I understand the effect of student evaluations on grading inflation. I would ask: what good is a college degree if it does not prepare students for the world of work? Who has benefited, and who has lost?

Art, at 9:28 am EDT on June 7, 2005

Grade Inflation

One easy corrective measure I’ve seen is to report two grades on each student transcript, the “earned” grade and the average grade. A transcript that says A/B+ (grade/avg) will easily be distinguishable from a transcript that says A/C. This will, correctly, devalue the inflated grades and might empower faculty to fight grade creep.

Mark, Asst. Prof., at 3:40 pm EDT on June 7, 2005

Grade Inflation in Engineering Education at Ohio University

There’s another new article about grade inflation ("Grade Inflation in Engineering Education at Ohio University") posted at:

http://www.ent.ohiou.edu/~manhire/grade/grades.html

If you know of others interested in this subject, please forward this information to them. Thanks, BM

**************************************************************** Brian Manhire, Ph.D.; Professor of Electrical Engineering; School of Electrical Engineering and Computer Science; Ohio University; 357 Stocker Center; Athens, Ohio 45701-2979 Tel.: 740-593-1579 Fax: 740-593-0007 E-mail: manhire@ohio.edu http://www.ent.ohiou.edu/~manhire...************************************

Brian Manhire, Professor at Ohio University, at 3:27 pm EDT on June 10, 2005

“Of course, student evaluations could be statisticallynormed based upon class grading distribution...”

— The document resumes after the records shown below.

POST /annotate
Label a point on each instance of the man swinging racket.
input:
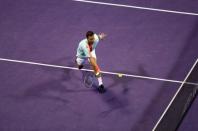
(86, 51)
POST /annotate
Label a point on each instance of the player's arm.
(94, 64)
(101, 36)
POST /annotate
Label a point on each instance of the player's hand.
(102, 36)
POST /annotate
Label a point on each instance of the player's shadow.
(117, 101)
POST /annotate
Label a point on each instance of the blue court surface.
(41, 89)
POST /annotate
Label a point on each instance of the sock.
(100, 80)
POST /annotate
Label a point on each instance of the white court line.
(104, 72)
(138, 7)
(175, 95)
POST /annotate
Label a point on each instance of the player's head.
(90, 37)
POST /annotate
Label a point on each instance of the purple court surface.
(139, 42)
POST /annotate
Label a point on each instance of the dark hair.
(89, 33)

I think the University of Washington does something like this in at least one department.

David, at 10:43 am EDT on June 12, 2005

Elite Institutions

You claim, without providing evidence, that grade inflation is more of a problem at elite institutions than elsewhere. Is there any chance you can provide evidence to back up that statement? I’d like to see it if it exists; or, if you made the statement without any but anecdotal evidence, I’d like to know that also.

Thank you,James

James, at 10:25 pm EDT on June 16, 2005

Grade inflation

The greater grade inflation in elite universities can be attested to (in the past; this has improved dramatically under the leadership of the President-whose-name-cannot-be-spoken) by the graduation of 90% of Harvard students with Honors, and A grades for more than 90% of students one year in Cornell West’s class (before he left for Princeton.

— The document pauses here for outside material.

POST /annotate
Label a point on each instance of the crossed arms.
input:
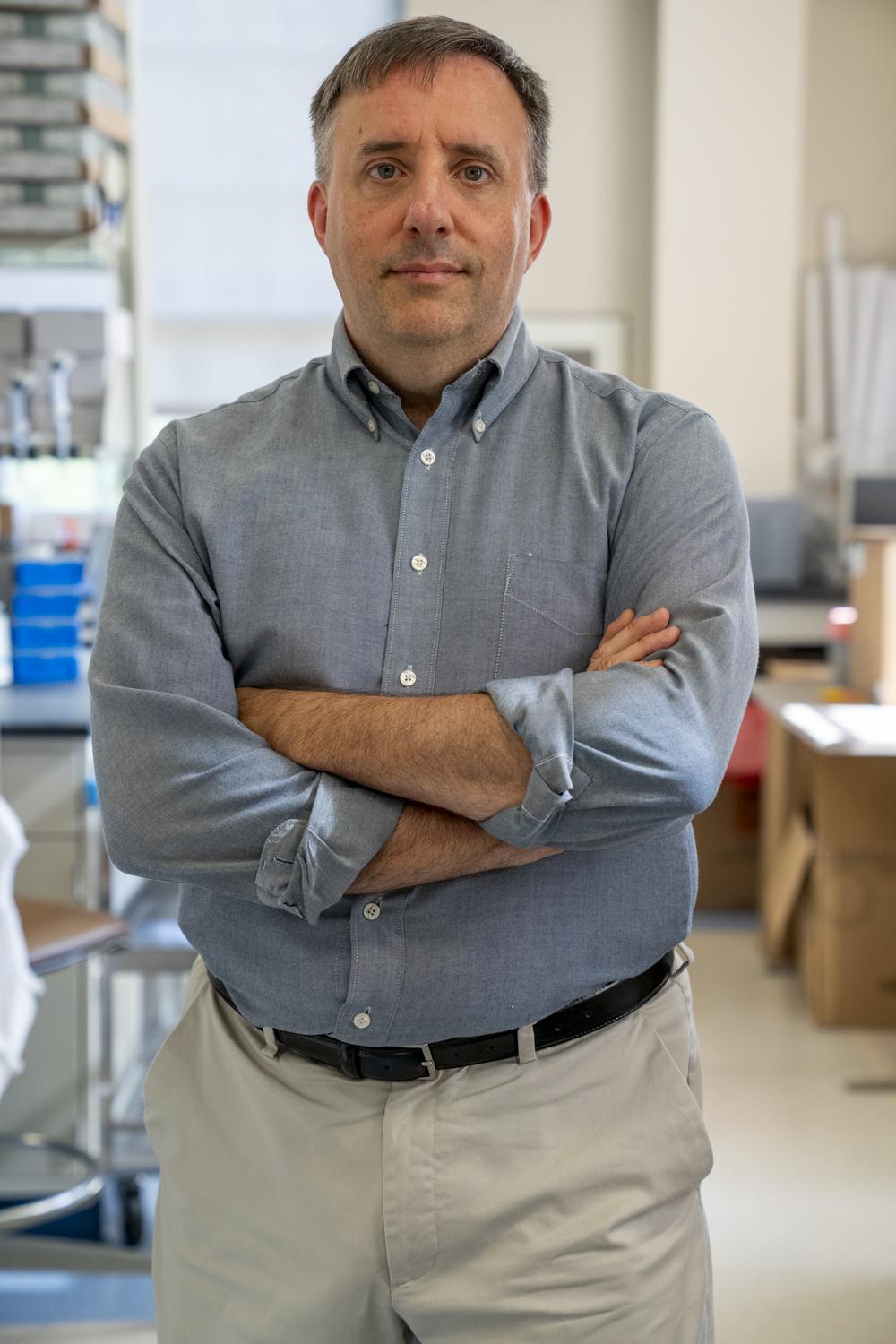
(452, 757)
(263, 798)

This is more or less anecdotal, but I think we could find similar data elsewhere.

We could use some AP-like tests of certain individual classes or subject areas to create some standardization. I hope the MCAT and the like will become more prevelant.

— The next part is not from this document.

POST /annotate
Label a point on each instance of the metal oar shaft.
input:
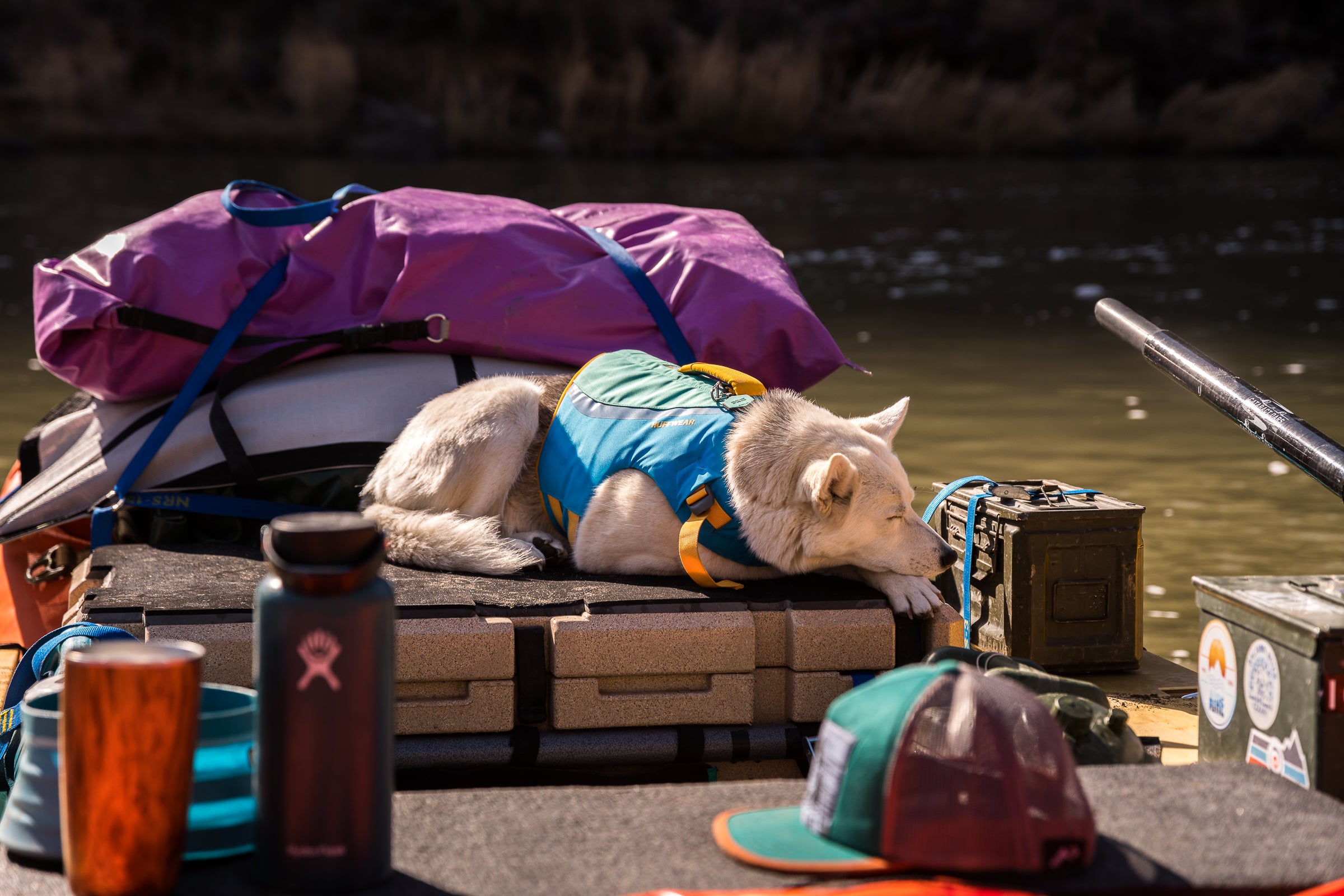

One reason, by the way, that few schools have combated grade inflation aggressively is that having a C as the average grade looks bad when your students are applying to grad school and competing against those who have straight As, even if their school is inferior.

Kevin, Undergraduate, at 7:11 pm EDT on August 29, 2005

Umass v. Others

I increasingly believe that Umass advances class bias. I have the opportunity to observe students at Umass, Amherst and Mt. Holyoke. The privates award more credits for courses, impose fewer requirements each semester( fewer papers and exams), award more favorable grades, and insist upon more “required ‘ courses” for graduation. Fewer credits and tougher requirements = more jobs-great for union faculty, not students

fran clune, Parent of Umass, at 3:02 pm EST on January 6, 2006

Grade Inflation

I am of the opinion that grade inflation is a significant problem and is undermining higher education in the US. As noted by others, the primary driver of the inflation is a combination of weight given student evaluations and businessThe prevalence does say something about the academic integrity of our institutions and faculty.

I do like the suggestion above that transcripts report two grades. Its simple and understandable and is preferable to an enforced grade distribution. (if accrediting organizations could be made to buy into the idea. . .) And add on, would be that the final graduating GPA calculations should include two numbers, the GPA and the average GPA for majors graduating in that department.